Dunque sarà scissione, ma non prima di settembre. Dopo l’ennesimo schiaffo da parte di Silvio Berlusconi, Giovanni Toti (insieme a 6 senatori e 8 deputati, ma potrebbero essere di più) si prepara a lasciare Forza Italia, ultimo delfino spiaggiato dell’ex Cavaliere. Mara Carfagna, pure lei possibile delfina, ha preso una bella botta, ma resterà. E dire che Toti era stato scelto direttamente da Silvio come possibile successore, pescato nella truppa dei conduttori Mediaset. “È brillante, ha fiuto politico”, gli dissero. Et voilà, divenne il suo principale consigliere politico. Si era nel gennaio del 2014. Memorabile la presentazione a Cagliari. “Ho chiesto a un mio amico che da 20 anni lavora a Mediaset di venirmi a dare una mano: ha rinunciato a uno stipendio altissimo. Ve lo presento: si chiama Giovanni Toti ed è venuto per amore mio, ma voglio precisare che non siamo gay”, le parole di Silvio.

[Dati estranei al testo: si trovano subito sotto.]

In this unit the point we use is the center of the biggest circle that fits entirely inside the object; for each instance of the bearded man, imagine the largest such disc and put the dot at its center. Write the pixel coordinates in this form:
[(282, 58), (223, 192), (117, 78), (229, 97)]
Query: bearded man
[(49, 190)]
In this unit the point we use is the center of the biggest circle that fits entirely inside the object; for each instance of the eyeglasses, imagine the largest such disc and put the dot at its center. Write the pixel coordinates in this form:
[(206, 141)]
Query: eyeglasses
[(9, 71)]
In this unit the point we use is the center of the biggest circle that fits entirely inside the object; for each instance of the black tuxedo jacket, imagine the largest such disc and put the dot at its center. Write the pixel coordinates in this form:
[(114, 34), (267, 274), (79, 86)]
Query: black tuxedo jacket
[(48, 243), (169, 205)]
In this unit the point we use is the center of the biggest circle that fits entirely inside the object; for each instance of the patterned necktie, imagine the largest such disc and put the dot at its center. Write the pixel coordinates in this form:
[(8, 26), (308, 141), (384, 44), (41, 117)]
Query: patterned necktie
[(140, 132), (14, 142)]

Toti, però, per i gusti dell’ex Cavaliere ha qualche chilo di troppo: un leader dev’esser magro. Così gli impone una settimana di remise en forme, a La maison du relax, a Gardone Riviera, sul Garda, vicino al Vittoriale: altra memorabilia la foto dal balcone con il prescelto in tuta bianca post seduta. Per quell’anno e in quelli a seguire Toti sarà il fedele scudiero del Caimano. “Io non sono un rottamatore. In Fi c’è un numero uno, che è Berlusconi, e poi infiniti numeri due”, spiegò sempre all’epoca dell’investitura.

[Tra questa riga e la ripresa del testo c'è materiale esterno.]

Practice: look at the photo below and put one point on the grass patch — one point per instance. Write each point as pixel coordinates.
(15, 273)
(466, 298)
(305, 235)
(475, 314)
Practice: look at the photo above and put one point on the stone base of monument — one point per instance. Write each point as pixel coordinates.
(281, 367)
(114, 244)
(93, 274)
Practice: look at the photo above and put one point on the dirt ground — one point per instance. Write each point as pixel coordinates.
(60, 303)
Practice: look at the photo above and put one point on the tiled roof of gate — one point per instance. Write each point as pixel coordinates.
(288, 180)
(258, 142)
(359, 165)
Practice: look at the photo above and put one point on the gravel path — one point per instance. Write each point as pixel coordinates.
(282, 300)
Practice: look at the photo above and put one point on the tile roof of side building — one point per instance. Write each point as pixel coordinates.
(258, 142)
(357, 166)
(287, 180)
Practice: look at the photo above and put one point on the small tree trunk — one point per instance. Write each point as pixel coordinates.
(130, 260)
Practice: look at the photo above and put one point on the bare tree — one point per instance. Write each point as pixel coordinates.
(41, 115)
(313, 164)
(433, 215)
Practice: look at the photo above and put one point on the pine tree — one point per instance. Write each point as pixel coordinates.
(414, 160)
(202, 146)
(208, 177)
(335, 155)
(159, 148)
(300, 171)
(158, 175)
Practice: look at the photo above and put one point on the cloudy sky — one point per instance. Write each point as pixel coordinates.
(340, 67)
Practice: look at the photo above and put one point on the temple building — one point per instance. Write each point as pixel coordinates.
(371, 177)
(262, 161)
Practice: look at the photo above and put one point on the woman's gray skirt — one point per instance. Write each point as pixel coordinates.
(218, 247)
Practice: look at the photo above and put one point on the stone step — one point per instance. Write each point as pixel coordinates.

Si era nell’anno del governo Renzi, col patto del Nazareno, le Europee in vista, B. ai servizi sociali e il processo Ruby ancora sul groppone. “Vorrei che i candidati azzurri alle Europee dedicassero qualche ora della loro campagna a opere di bene, per solidarietà al nostro leader, che la mattina va a Cesano Boscone”, se ne uscì Toti il 22 aprile. “Nel simbolo del nostro partito ci vuole il nome Berlusconi!”, sentenziò il 22 marzo. Le Europee si avvicinano. “Berlusconi fa paura, sono tutti terrorizzati dal nostro recupero”. All’epoca non gli piacevano nemmeno le primarie. “Sono una brutale conta numerica”, 15 giugno. “Il futuro di Fi è legato a Berlusconi leader, su questo non c’è discussione”, 3 novembre. “L’unico che può riunire il centrodestra è Berlusconi: lui è un grande padre, gli altri sono suoi figli”, 21 novembre. Un anno dopo gli scapperà anche un “Berlusconi è il sole cui tutti noi guardiamo ogni mattina”. Dentro Fi, però, Toti non è mai stato amato. “È un babbeo”, lo liquidò in un minuto Denis Verdini.

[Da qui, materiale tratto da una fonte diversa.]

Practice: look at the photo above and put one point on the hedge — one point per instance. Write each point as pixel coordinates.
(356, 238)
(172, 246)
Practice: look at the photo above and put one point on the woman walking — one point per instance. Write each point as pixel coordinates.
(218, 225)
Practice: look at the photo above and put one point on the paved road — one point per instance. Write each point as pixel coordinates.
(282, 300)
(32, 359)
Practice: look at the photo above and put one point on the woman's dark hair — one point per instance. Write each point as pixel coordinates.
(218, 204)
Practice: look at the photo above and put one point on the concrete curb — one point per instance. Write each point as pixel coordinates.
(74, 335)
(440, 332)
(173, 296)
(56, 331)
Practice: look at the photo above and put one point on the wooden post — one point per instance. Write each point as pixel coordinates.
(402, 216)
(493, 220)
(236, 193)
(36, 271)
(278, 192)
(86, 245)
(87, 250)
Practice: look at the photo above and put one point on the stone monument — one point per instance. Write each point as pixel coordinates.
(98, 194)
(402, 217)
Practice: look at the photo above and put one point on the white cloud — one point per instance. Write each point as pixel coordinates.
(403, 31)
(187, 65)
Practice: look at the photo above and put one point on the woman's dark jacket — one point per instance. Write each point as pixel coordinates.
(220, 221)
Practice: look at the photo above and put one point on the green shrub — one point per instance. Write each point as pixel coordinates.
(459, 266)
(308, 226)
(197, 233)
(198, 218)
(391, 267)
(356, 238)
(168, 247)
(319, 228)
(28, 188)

Ma pure gli altri possibili scissionisti non scherzano. Paolo Romani è stato per anni uno dei berluscones più fedeli, ex ministro dello Sviluppo economico ed ex capogruppo in Senato. “Io sono il più berlusconiano di tutti. Sto con lui da 20 anni, gli devo praticamente tutto. In politica ho iniziato con lui e finirò con lui…”, diceva nel marzo 2015. “Berlusconi è il nostro leader. Solo lui può guidarci”, sosteneva ogni due per tre, fino a poco fa, un’altra possibile scissionista, Laura Ravetto. Forse ci sarà anche Gaetano Quagliariello. “Berlusconi è uno di quei leader che, se non ci fosse, bisognerebbe inventarlo”, diceva nel 2008, da vicecapogruppo in Senato. E poi potrebbero esserci anche Giorgio Lainati, per anni pasdaran berlusconiano in Vigilanza Rai, il ligure Sandro Biasotti e il piemontese Osvaldo Napoli. Anche loro ultraberlusconiani, da tempo piuttosto critici col vertice azzurro e le scelte del leader.